El misterio del cuento, novela, serial o folletín sigue dando trabajo a los filósofos. Nada nuevo. Desde Aristóteles mareamos el asunto, aunque él hablara del drama. A pesar de la abismal diferencia entre su sociedad y la nuestra, la afición ya le parecía chocante. ¿Por qué nos gustan las historias? ¿Por qué nos sumergimos en relatos absurdos hasta olvidarlo todo? Quizá en tiempos de Aristóteles pudiera ser un mero recreo señorial, pero en sociedades agobiadas por la guerra, el hambre, el trabajo o la represión política, las historias tienen igual éxito.
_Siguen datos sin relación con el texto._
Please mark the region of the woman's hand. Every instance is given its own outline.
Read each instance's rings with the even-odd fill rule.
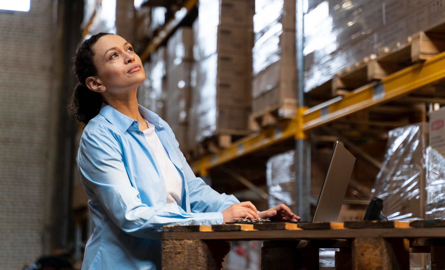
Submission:
[[[291,208],[284,204],[260,212],[258,215],[260,219],[269,219],[272,221],[299,221],[301,220],[301,218],[292,213]]]
[[[246,217],[251,219],[258,219],[258,211],[255,206],[250,202],[234,203],[222,211],[223,224],[230,221],[232,219],[243,219]]]

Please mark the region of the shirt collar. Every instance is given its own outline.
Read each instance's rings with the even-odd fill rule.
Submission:
[[[146,119],[155,123],[157,125],[159,124],[159,117],[157,114],[141,105],[139,105],[139,111],[141,115]],[[102,102],[99,113],[123,133],[126,131],[134,122],[134,119],[120,113],[105,102]]]

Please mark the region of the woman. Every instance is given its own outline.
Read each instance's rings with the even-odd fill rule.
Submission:
[[[77,163],[94,222],[82,269],[159,269],[165,225],[235,218],[300,218],[280,205],[258,212],[197,178],[168,125],[138,106],[142,63],[121,37],[101,33],[78,47],[69,109],[84,123]]]

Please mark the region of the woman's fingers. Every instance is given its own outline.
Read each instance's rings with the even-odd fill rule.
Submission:
[[[254,217],[254,219],[259,218],[259,216],[258,215],[258,213],[257,213],[256,211],[254,211],[250,208],[246,208],[246,209],[247,210],[248,212],[252,215],[252,216]]]
[[[250,219],[255,219],[255,218],[256,218],[254,217],[254,216],[252,215],[252,213],[249,211],[247,211],[246,212],[242,212],[241,214],[243,214],[242,215],[243,216],[240,217],[241,218],[243,219],[244,218],[247,217]]]
[[[280,211],[285,211],[291,216],[293,216],[295,215],[292,212],[292,210],[291,210],[291,208],[289,208],[289,207],[284,203],[281,203],[279,205],[277,205],[275,207],[271,209],[277,210],[279,212]]]
[[[242,206],[243,207],[250,208],[253,210],[255,213],[258,211],[256,210],[256,207],[255,207],[255,206],[253,205],[253,203],[250,202],[242,202],[239,203],[237,203],[237,204],[240,206]]]
[[[286,212],[284,211],[281,211],[278,212],[278,215],[283,217],[291,221],[297,221],[297,220],[294,218],[293,215],[291,215],[289,214],[287,214]],[[294,220],[295,219],[295,220]]]

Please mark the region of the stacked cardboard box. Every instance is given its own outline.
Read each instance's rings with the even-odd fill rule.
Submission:
[[[190,141],[244,135],[250,111],[253,0],[205,0],[193,30],[196,62]]]
[[[304,16],[305,91],[445,23],[443,0],[328,0]]]
[[[193,55],[191,27],[180,27],[167,43],[167,88],[166,118],[186,154],[191,89],[190,76]]]
[[[166,97],[165,47],[151,54],[150,61],[144,63],[145,81],[138,89],[139,104],[164,118]]]
[[[261,114],[296,102],[295,0],[256,0],[252,110]],[[295,110],[291,110],[295,114]]]

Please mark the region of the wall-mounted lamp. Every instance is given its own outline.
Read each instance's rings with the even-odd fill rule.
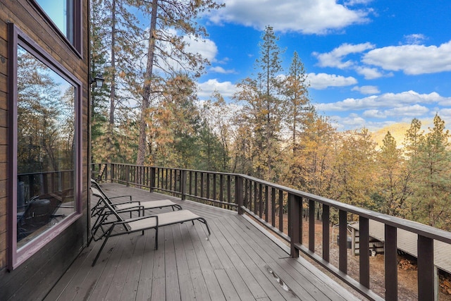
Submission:
[[[101,73],[97,73],[95,78],[91,79],[91,85],[95,82],[96,87],[98,88],[101,88],[104,85],[104,81],[105,80],[104,79],[104,77],[102,76]]]

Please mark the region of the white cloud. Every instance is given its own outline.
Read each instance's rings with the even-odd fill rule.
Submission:
[[[404,36],[406,44],[419,44],[428,39],[427,37],[421,33],[414,33],[413,35],[407,35]]]
[[[201,99],[208,98],[214,91],[218,91],[223,97],[230,97],[236,91],[236,86],[230,82],[220,82],[217,79],[208,80],[197,84],[197,95]]]
[[[366,54],[362,61],[408,75],[451,71],[451,41],[439,47],[411,44],[376,49]]]
[[[316,90],[323,90],[328,87],[344,87],[355,85],[357,80],[352,76],[345,78],[335,74],[309,73],[307,81],[310,82],[310,87]]]
[[[187,49],[190,52],[200,54],[209,61],[213,61],[218,54],[218,47],[211,39],[196,39],[194,37],[185,36],[183,40],[188,44]]]
[[[419,116],[424,116],[429,112],[429,109],[424,106],[414,104],[399,108],[393,108],[388,110],[371,109],[364,111],[364,117],[374,118],[386,118],[388,117],[400,116],[412,118]]]
[[[362,86],[354,87],[351,89],[352,91],[358,91],[362,94],[379,94],[381,91],[376,86]]]
[[[234,69],[226,70],[223,68],[222,68],[221,66],[218,66],[210,68],[209,69],[209,71],[215,72],[216,73],[222,73],[222,74],[228,74],[228,73],[236,73],[236,71]]]
[[[323,103],[316,105],[319,111],[345,111],[352,110],[370,110],[381,108],[403,108],[411,106],[411,109],[418,109],[414,104],[426,104],[440,103],[449,100],[440,96],[436,92],[430,94],[419,94],[414,91],[407,91],[401,93],[385,93],[381,95],[371,95],[361,99],[348,98],[341,102],[333,103]],[[402,112],[399,112],[401,113]]]
[[[368,12],[352,10],[335,0],[223,0],[226,7],[210,20],[233,23],[258,30],[271,24],[276,31],[324,34],[368,22]]]
[[[357,4],[368,4],[373,0],[349,0],[345,2],[345,4],[347,6],[352,6],[353,5]]]
[[[366,110],[364,111],[362,116],[364,117],[369,117],[372,118],[385,118],[387,117],[387,114],[385,114],[384,112],[376,109]]]
[[[342,44],[330,52],[319,54],[314,52],[313,55],[318,58],[318,66],[320,67],[334,67],[340,69],[352,67],[354,65],[352,61],[342,61],[342,59],[351,54],[358,54],[369,49],[374,49],[371,43],[362,43],[357,44]]]
[[[374,80],[383,76],[383,74],[380,72],[377,68],[358,66],[355,68],[355,70],[357,73],[364,75],[365,80]],[[389,76],[390,75],[389,75]]]

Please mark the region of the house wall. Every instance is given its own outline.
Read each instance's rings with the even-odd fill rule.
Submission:
[[[88,9],[89,0],[82,0],[82,54],[77,54],[67,41],[56,33],[36,8],[32,0],[0,0],[0,300],[42,300],[68,268],[87,242],[89,176]],[[27,260],[12,271],[8,269],[8,23],[14,23],[54,60],[82,82],[82,216],[59,235],[47,243]],[[16,217],[14,217],[16,218]]]

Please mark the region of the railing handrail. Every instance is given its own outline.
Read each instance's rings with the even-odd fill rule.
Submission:
[[[99,165],[99,164],[93,164]],[[256,218],[264,226],[270,228],[281,238],[288,241],[291,246],[291,256],[297,257],[302,252],[335,276],[350,284],[370,300],[380,300],[369,289],[369,262],[366,257],[360,257],[359,281],[347,275],[347,242],[340,240],[339,267],[329,262],[330,208],[338,211],[339,234],[346,237],[347,214],[359,216],[360,222],[360,252],[369,253],[369,221],[373,220],[385,225],[385,297],[397,300],[397,280],[396,262],[396,230],[403,229],[418,235],[417,252],[419,267],[419,298],[431,299],[436,285],[433,262],[433,240],[451,245],[451,233],[423,223],[392,216],[388,214],[365,209],[357,206],[342,203],[327,197],[313,195],[279,184],[263,180],[251,176],[198,171],[187,168],[161,166],[141,166],[129,164],[108,163],[107,169],[111,173],[110,180],[136,185],[137,187],[159,190],[163,192],[181,195],[182,199],[190,197],[199,200],[219,204],[228,208],[237,208],[239,214],[247,212]],[[107,165],[108,166],[108,165]],[[121,166],[125,166],[121,168]],[[117,169],[117,170],[116,170]],[[119,178],[116,174],[121,173]],[[124,175],[125,173],[125,175]],[[106,176],[108,177],[108,175]],[[124,177],[121,178],[121,177]],[[145,179],[142,178],[142,177]],[[130,180],[133,178],[135,180]],[[218,180],[219,178],[219,180]],[[135,182],[133,182],[135,180]],[[193,185],[194,182],[194,185]],[[219,182],[219,183],[218,183]],[[194,190],[194,191],[193,191]],[[278,198],[276,192],[278,191]],[[212,197],[210,197],[213,195]],[[309,212],[309,247],[302,243],[302,203],[307,201]],[[315,253],[314,220],[316,204],[322,205],[323,255]],[[281,206],[283,208],[281,208]],[[286,208],[285,207],[285,206]],[[276,216],[276,211],[278,216]],[[288,214],[288,235],[285,233],[283,219]],[[307,211],[305,212],[307,214]],[[269,216],[271,215],[271,217]],[[278,219],[278,228],[275,221]],[[271,223],[268,222],[271,219]]]
[[[101,163],[101,164],[106,164]],[[130,164],[125,163],[114,163],[113,164],[120,164],[129,166],[138,166],[135,164]],[[416,221],[399,218],[397,216],[393,216],[388,214],[377,212],[375,211],[365,209],[358,207],[357,206],[351,205],[349,204],[342,203],[338,201],[335,201],[332,199],[321,197],[319,195],[313,195],[309,192],[298,190],[289,187],[283,186],[279,184],[268,182],[257,178],[252,177],[242,173],[223,173],[218,171],[199,171],[195,169],[187,168],[178,168],[175,167],[163,167],[163,166],[148,166],[145,167],[150,167],[154,168],[165,168],[172,171],[185,171],[197,173],[206,173],[210,174],[224,175],[230,176],[239,176],[243,179],[247,179],[259,184],[264,185],[266,186],[276,188],[280,190],[283,190],[286,192],[291,193],[298,197],[304,197],[308,199],[311,199],[318,202],[321,204],[324,204],[330,206],[337,209],[341,209],[346,211],[347,212],[357,214],[360,216],[364,216],[367,219],[373,219],[374,221],[380,221],[383,223],[394,226],[400,229],[406,230],[409,232],[413,232],[416,234],[421,234],[422,236],[432,238],[436,240],[440,240],[443,242],[451,244],[451,232],[448,232],[444,230],[438,229],[437,228],[432,227],[431,226],[425,225],[424,223],[418,223]]]

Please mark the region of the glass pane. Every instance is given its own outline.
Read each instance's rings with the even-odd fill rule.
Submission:
[[[36,0],[59,30],[66,37],[73,40],[73,0]]]
[[[18,248],[75,212],[75,87],[18,46]]]

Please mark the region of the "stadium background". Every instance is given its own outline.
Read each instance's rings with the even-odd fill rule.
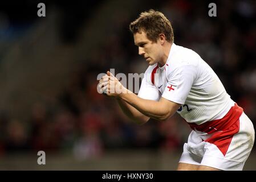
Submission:
[[[209,3],[1,2],[0,169],[176,169],[190,131],[180,116],[138,126],[96,92],[100,73],[147,68],[128,26],[150,9],[170,20],[175,43],[200,55],[255,126],[256,2],[215,2],[217,17]],[[37,164],[40,150],[46,165]],[[256,169],[255,147],[245,169]]]

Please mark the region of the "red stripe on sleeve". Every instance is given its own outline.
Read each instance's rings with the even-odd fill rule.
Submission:
[[[151,82],[153,85],[155,85],[155,74],[156,74],[156,70],[157,69],[159,66],[158,65],[153,69],[152,72],[151,73]]]

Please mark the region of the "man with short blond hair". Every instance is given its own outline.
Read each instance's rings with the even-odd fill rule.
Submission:
[[[242,170],[254,129],[213,70],[196,52],[174,44],[172,25],[161,12],[141,13],[130,30],[149,65],[138,95],[108,71],[99,86],[139,123],[151,118],[166,121],[176,111],[186,121],[193,130],[178,170]]]

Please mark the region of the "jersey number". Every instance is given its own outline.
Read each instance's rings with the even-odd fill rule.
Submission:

No, no es cosa de divertirse, es una necesidad más honda. Los filósofos cognitivos, híbridos de neurólogo, biólogo y sociólogo, tratan de dar una justificación a fenómenos tan pasmosos como la trilogía de Larsson . A veces las explicaciones son someras y decepcionan. Por ejemplo, lo definen como un instrumento de ayuda para la supervivencia y la reproducción. Las novelas, las fábulas, nos harían resistentes y nos enseñarían técnicas para superar accidentes que afectan a nuestro equilibrio o a nuestra sexualidad. Es la posición del evolucionista Brian Boyd en su reciente On the origin of stories . Otros lo consideran parte de la relación ontológica del humano con el juego y lo comparan con las burbujas de fantasía que los delfines expulsan sin función ninguna, por capricho. Lo que iguala literatura, macramé y bailar la jota. Es más tentadora la opción de Boyd. ¿Un acceso al mundo de la dificultad, vencida por el ingenio? El joven Harry Potter se enfrenta al universo de los ogros, los unicornios, los demonios y los brujos, con la estimable arma de la tecnología. Porque la varita mágica y los conjuros no son sino disfraces del ordenador, el móvil y otros aparatos que actúan a distancia, con ellos el niño puede controlar el agobiante mundo que le rodea, o así se lo parece durante un rato.

Madame Bovary sería un manual de instrucciones para adúlteras: si eres tonta te saldrá mal, aprende a ser lista. A lo mejor Kafka nos enseña a sobrevivir a Renfe y la Telefónica.